Hartley Russell, who was taken on by Smith & Williamson in October as a charities specialist, was previously a senior director on the charities team at BlackRock.
Both he and colleague Gerry Wright joined last year to beef up the firm’s charity offering. Slicing apart a tantalisingly rare piece of steak slathered in béarnaise sauce, I asked about his reasons for joining and what his role involves;
‘I joined Smith & Williamson simply because it’s a very impressive firm, and it’s an interesting time for the charity sector,’ Hartley Russell told me.
‘Joining as a partner makes the experience particularly exciting because we contribute capital into the business, so our interests are very much aligned with those of our clients.’
Expanding its reach
The charities space currently accounts for around 10% of Smith & Williamson’s total assets under management. With around 171,000 registered charities in the UK, totalling almost £100 billion of investments, it’s easy to see why the firm is looking to expand its reach in the sector.
Between surreptitious attempts to remove the handful of béarnaise-drenched fries that had dropped in my lap, I asked about the specifics involved with working with charities, and why he felt his firm is particularly well placed to serve them.
‘Charities will always need a bespoke service because they have such different investment needs,’ he said. ‘If you’re a healthcare trust, for example, you might wish to exclude tobacco in your portfolio. If you’re a Catholic order, you might want to avoid anything that is contrary to the sanctity of life. Each charity will have very specific requirements, which we are able to tailor to their needs.’
He added that beyond being aware of differing portfolio needs, an investment manager working with charities also needs to be aware of the often varying levels of financial expertise among trustees.
Levels of expertise
‘Different charities have different levels of experience. You need to have the ability to relate to all types,’ said Hartley Russell.

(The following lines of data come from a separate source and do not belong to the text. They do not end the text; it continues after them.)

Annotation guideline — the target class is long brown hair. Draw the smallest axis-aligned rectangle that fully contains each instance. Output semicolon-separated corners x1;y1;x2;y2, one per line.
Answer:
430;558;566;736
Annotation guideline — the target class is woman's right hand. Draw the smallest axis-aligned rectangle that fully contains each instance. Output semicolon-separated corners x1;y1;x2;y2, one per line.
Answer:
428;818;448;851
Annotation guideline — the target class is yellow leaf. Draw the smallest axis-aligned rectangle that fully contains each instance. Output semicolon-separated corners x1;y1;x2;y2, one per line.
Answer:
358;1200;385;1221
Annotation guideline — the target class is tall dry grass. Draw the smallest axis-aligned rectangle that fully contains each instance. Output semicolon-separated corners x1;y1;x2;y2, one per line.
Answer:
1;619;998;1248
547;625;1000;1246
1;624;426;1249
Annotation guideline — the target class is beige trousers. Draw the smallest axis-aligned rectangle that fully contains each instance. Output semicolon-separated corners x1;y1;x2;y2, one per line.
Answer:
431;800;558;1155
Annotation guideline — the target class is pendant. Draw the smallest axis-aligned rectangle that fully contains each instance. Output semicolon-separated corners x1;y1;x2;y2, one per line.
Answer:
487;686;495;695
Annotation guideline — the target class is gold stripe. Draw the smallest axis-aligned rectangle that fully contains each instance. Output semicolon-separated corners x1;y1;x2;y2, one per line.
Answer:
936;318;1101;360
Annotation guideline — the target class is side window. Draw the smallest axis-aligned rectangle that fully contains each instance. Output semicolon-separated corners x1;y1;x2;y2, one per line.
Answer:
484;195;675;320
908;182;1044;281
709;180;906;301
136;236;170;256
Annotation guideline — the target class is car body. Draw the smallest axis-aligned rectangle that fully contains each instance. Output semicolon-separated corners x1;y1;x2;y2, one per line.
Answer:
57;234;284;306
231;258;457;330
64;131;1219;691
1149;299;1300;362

‘[For example] livery companies and universities will often have investment committees. They’ll also be able to call upon a host of experts – so you need to be extremely confident in your process,’ he added.

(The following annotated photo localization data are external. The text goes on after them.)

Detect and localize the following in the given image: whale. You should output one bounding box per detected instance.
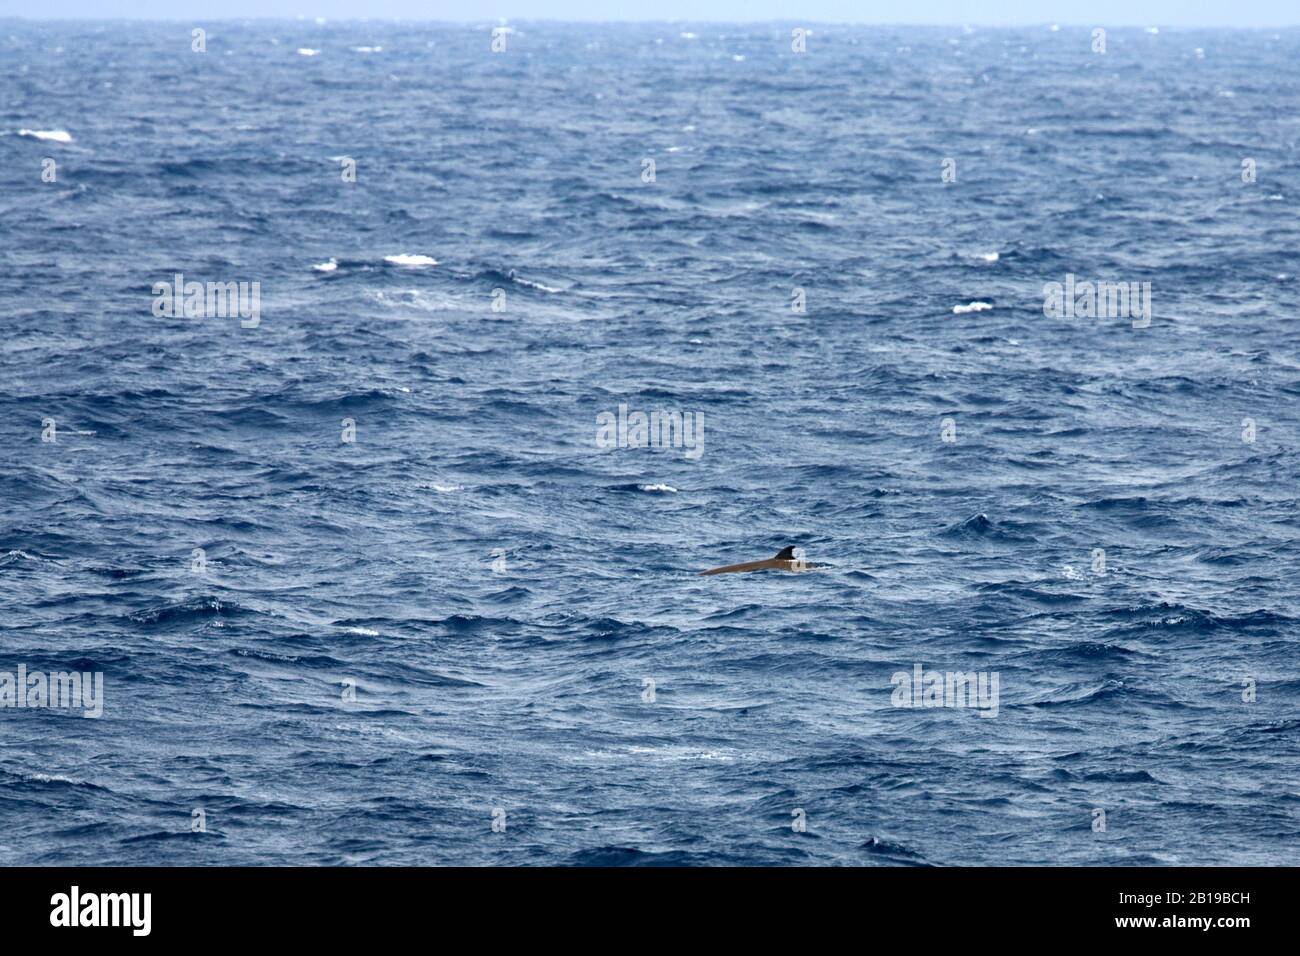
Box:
[699,546,822,576]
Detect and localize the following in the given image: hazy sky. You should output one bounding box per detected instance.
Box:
[4,1,1297,27]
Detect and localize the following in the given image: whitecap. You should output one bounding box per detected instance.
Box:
[978,251,999,262]
[352,46,382,53]
[24,773,83,785]
[510,274,560,293]
[431,483,463,493]
[18,129,72,143]
[312,259,338,272]
[371,289,434,310]
[297,48,320,57]
[384,254,438,266]
[952,301,993,314]
[640,483,678,493]
[680,32,698,39]
[346,627,379,636]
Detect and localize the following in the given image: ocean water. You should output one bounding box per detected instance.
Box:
[2,20,1299,866]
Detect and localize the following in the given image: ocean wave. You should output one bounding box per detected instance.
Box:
[1028,642,1139,665]
[128,597,251,626]
[567,846,713,866]
[1026,678,1139,709]
[17,128,73,143]
[5,19,1298,868]
[939,513,1034,543]
[0,549,47,566]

As two sticky tartes tatins arrived at the table, we moved on to the biggest challenge ethical portfolio constructors face: knowing where to draw the line with degrees of separation to investments that don’t fit the mandate.
‘Well that’s the great debate, just how selective can you be? Most investment managers will use a screening service which draws a clear line for you,’ he said.
‘Smith & Williamson can take a very black and white approach where necessary or adopt a more pragmatic approach when required. There are many shades of grey!’